Love, Loss, Rock and Roll
Volume 2 Issue 1 Winter Edition 2022
Keywords:
Legendary, Separation, Postmodern, Canon, Mythology, Race and Culture.Abstract
Aim: The paper, entitled Love, Loss, Rock, and Roll is focused on the iconic author, Salman Rushdie’s novel The Ground Beneath her Feet. The book presents the incredible worlds of the protagonists, OrmusCama and VinaApsara, both having acquired legendary, God-like status in the sphere of rock and roll music. Their love story is as much a tale of music and romance, as it is of loss and separation. Methodology and approach: The paper illustrates how Rushdie qualifies for belonging to the postmodern literary canon. The novel points out many features which establish him as a postmodern literary artist, one of the foremost of those being that he never takes his art too seriously.
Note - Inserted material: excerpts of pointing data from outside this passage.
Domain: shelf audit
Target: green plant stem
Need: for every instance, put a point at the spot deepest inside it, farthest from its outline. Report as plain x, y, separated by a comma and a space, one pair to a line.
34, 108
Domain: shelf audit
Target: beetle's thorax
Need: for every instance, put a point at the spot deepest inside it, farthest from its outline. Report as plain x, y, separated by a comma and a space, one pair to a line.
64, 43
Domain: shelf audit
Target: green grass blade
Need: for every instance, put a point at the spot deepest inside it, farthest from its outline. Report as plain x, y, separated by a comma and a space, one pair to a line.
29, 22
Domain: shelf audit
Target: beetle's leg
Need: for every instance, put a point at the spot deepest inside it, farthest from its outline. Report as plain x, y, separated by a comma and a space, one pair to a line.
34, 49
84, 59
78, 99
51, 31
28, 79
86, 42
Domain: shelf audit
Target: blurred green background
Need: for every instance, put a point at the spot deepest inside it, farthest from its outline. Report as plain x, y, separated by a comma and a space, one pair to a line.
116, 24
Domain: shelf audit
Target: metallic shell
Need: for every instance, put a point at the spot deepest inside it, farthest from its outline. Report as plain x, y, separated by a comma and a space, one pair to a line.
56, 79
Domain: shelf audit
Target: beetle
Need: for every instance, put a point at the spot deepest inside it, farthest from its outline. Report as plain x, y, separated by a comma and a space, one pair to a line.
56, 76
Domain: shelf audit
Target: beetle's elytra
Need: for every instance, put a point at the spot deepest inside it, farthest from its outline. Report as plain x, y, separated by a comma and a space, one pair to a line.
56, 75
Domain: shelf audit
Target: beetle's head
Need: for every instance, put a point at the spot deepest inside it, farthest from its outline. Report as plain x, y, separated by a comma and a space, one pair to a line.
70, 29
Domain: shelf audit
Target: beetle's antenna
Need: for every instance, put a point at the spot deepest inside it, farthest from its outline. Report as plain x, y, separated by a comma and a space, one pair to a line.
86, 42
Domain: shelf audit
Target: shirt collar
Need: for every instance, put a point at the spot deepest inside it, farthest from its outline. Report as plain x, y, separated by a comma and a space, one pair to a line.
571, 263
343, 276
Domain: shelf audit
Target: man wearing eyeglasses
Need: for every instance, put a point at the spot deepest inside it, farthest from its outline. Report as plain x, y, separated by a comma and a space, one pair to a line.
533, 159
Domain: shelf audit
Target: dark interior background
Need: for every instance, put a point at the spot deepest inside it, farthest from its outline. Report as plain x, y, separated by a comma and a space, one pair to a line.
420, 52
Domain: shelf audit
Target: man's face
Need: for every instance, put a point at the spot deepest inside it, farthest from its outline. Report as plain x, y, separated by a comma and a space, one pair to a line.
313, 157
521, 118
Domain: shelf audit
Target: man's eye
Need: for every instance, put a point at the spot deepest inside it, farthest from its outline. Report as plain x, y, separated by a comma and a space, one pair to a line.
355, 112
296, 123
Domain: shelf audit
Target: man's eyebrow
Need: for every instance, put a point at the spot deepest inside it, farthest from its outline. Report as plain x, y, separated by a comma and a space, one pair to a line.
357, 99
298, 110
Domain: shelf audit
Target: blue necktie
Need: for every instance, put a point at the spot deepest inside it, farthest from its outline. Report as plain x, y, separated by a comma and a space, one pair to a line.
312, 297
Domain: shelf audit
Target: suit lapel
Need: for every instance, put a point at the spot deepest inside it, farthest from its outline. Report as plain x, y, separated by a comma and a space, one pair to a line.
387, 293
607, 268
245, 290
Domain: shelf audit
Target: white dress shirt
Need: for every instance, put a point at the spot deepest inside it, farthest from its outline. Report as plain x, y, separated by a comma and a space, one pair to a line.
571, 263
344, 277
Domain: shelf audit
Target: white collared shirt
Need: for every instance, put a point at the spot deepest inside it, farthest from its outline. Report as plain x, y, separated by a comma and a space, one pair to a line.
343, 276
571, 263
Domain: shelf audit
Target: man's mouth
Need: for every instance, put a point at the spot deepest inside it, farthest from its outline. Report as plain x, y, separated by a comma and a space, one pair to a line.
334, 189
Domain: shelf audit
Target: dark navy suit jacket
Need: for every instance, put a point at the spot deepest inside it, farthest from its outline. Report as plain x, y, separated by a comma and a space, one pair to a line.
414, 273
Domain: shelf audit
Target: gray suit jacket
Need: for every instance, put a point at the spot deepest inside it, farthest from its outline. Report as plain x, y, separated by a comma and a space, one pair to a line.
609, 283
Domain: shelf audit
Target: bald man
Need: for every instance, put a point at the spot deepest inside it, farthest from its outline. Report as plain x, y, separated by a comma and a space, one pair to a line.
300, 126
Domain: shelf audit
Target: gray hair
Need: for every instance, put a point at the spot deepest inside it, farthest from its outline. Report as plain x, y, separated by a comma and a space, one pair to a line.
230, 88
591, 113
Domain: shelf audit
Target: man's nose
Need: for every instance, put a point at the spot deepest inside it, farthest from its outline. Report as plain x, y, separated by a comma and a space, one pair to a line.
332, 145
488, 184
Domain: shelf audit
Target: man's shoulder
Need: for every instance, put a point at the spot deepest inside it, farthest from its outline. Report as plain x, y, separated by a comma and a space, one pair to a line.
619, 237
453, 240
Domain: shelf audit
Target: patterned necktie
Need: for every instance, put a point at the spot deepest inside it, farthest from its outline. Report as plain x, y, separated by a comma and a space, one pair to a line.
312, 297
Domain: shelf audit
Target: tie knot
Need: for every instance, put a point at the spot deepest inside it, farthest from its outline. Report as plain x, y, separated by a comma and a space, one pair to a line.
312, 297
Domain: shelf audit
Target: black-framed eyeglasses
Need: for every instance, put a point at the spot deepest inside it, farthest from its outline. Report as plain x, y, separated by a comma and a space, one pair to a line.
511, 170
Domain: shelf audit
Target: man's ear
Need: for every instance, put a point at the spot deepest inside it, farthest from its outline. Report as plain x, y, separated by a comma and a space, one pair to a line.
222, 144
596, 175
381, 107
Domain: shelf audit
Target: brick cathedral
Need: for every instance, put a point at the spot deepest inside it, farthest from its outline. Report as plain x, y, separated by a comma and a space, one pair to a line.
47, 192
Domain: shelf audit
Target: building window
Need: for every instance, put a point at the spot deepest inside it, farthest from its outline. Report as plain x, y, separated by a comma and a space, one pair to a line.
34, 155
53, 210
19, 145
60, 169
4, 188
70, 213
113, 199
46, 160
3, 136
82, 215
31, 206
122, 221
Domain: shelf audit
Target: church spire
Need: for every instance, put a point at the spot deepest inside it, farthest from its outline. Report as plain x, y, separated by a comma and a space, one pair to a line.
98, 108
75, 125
Nevertheless, he constructs an enchanting love story that combines not only passion and music, vigor and vitality, but also suffering and mythology. Outcome: The novel opened on the 14th of February- Valentine’s Day, in 1989, and the heroine, Vina, who is, by then, an aging rock goddess, is swallowed by an earthquake, and further washed down by a tequila chaser as a local distillery in Mexico, where she has gone for a concert, is destroyed. Incidentally, it was on the same date, earlier, when Rushdie’s world had fallen apart, following Ayatollah Khomeini’s announcement of his death sentence. This fatwa shook up his life just like the earthquake which killed Vina. But the book does for Rushdie as well as the readers what the mythical Orpheus did- it converts sorrow into happiness through the power of music and of love. Conclusion and Suggestion: The novel is a rich, all-encompassing work, including religion, race, myth, culture, wisdom, and life. These are woven into a modern myth, akin to that of Orpheus and Eurydice. It gives the message that true love may be human, yet it transforms itself, reaching for the divine.